I touched on the topic of Morse Code in the last post. I learnt AMA in under a day and Cykey coding in less than an hour. Could I memorize Morse? Here is how I approached the task.
Firstly, learn the letters as sounds. Use your phonetic alphabet and say the Morse after the letter. “Whiskey: dot, dash, dash” or “Quebec: dah, dah, dit, dah”.
Most of you will already know one bit of Morse. SOS is three dots, three dashes and three dots.
Learn the vowels first. Alpha is a simple dot-dash. Echo is the most used letter in English so is a single dot. India is two dots, like a pair of eyes. Oscar you already know from SOS. It is three dashes. Uniform is two dots and a dash.
Each of these vowels have a Morse character that is either their reverse or their inverse.
Alpha written backward is November, dash-dot. A and N form the word “An”. You cannot write Echo backwards but you can swap the dot for a dash. A single dash is Tango. E and T go together as in “ET phone home”. The inverse of India is Mike, two dashes. I and M form the abreviations “I’m” or “’im”. The inverse of Oscar is three dots, which is Sierra which you already know from SOS. Uniform backwards gives us Delta dash-dot-dot. D and U form “du”, a phonetic rendering of “do”. Or you could think of depleted uranium.

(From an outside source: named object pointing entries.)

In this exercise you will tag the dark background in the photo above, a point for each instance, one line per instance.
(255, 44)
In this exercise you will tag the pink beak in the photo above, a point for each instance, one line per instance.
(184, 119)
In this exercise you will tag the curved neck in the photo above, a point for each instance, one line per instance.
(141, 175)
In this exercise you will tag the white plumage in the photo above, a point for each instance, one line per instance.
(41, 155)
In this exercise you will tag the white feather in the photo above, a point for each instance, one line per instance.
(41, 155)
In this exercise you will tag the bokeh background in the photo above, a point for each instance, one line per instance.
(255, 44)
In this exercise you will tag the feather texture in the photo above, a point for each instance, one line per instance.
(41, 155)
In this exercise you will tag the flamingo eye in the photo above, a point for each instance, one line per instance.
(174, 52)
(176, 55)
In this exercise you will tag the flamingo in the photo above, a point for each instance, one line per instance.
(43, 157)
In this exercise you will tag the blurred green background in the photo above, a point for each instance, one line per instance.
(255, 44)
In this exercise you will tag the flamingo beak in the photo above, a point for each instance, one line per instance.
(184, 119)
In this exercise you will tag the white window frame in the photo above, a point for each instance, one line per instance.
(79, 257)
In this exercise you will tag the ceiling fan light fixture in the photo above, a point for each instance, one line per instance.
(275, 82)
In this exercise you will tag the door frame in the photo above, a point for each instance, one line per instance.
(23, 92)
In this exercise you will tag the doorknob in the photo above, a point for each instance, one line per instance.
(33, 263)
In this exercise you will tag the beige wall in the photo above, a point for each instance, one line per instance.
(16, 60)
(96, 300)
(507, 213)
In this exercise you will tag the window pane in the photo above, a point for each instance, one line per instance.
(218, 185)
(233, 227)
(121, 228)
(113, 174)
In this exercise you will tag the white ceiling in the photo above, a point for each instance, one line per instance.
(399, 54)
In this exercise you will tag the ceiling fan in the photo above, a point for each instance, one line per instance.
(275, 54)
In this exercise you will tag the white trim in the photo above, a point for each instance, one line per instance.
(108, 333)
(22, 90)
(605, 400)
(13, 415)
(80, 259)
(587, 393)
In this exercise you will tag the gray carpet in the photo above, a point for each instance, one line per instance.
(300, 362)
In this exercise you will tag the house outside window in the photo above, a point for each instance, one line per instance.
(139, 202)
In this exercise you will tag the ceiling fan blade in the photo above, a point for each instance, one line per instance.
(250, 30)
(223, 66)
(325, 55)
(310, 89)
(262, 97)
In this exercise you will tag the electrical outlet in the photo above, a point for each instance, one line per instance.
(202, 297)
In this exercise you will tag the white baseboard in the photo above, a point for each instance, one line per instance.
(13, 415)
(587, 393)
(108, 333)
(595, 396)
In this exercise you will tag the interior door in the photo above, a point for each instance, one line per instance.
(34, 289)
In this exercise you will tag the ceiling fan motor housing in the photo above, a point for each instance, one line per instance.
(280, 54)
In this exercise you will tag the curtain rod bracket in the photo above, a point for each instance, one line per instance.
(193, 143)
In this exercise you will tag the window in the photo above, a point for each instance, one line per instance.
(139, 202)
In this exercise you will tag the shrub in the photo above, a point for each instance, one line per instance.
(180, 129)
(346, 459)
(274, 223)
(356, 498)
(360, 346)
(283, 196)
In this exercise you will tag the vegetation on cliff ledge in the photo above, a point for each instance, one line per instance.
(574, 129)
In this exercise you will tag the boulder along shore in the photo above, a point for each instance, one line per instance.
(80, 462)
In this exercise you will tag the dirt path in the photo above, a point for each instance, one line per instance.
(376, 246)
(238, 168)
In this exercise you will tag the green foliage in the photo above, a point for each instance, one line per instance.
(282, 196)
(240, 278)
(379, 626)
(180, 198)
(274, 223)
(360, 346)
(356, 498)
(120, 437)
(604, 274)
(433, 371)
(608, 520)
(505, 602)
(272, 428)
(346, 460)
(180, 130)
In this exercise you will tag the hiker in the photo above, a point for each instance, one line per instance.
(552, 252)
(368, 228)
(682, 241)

To the above we will slip in another letter you may already know. “V for Victory”, three dots and a dash you may have seen in old war films. The reverse of this is the Morse code for Bravo. B and V sound similar.
You have just learnt twelve letters in Morse code! That is nearly half the alphabet and includes some of the most commonly used letters. You can create many messages with just these.
Next, learn some simple words that use other characters. I learnt my name which gave me the codes for Papa, Hotel and Lima. The code for Lima reversed gives me that for Foxtrot. I associate this pairing by thinking Lima sounds like an animal and Foxtrot that it sounds like something to do with animals.
There are various ways to learn the other characters. Charlie is memorable because it seems odd it is so long. Dash-dot-dash-dot. Quebec, dash-dash-dot-dash also sticks in my mind. The reverse of Quebec is the code for Yankee. Associate this pairing by thinking both “Q” and “Why” can be questions.
The chart below is a visual representation of Morse code. You will see a number of different versions of this. I like this one since it reproduces the codes in a linear fashion beneath each character, avoiding misreading the graphic. This chart will help you remember some characters. Kilo is dash-dot-dash. “K” and “R” look similar and Romeo is the inverse of Kilo, dot-dash-dot.
Another chart, sometimes called a Morse Tree or dichotonic key. You will encounter different versions of these and some put “dash/ dah” on the other side, so look carefully. This key is mainly of use in translating from Morse. It helps me remember that Juliet is one dash more than Whiskey. The reverse of Whiskey is Golf. Golf and Whiskey are associated, or you can think of G and W paired as in “Gross Weight” or “Games Workshop”.
Some letters I remember by breaking them up into smaller letters. X-ray is dash-dot-dot-dash so I remember it as “NA”. Zulu is dash-dash-dot-dot so “MI”.
Memorizing the Morse code is not the same as being proficient or fluent in it, of course. An emergency situation is not a time for tests of memory if you can help it. Therefore I suggest you include backups.
I have a small wallet that holds credit cards, membership cards and the like. For years it has carried a laminated card I made with Morse code on. Many of you will recognize the book I photocopied the original from (Note misprint of numbers! All numbers have five elements). It is folded just above “Sending Signals” so that the alphabet is on one side of the card and the signals on the other.
For larger kits I suggest you consider a suitably sized rendition of the chart below. I have modified this so that the linear form of the codes is below each character.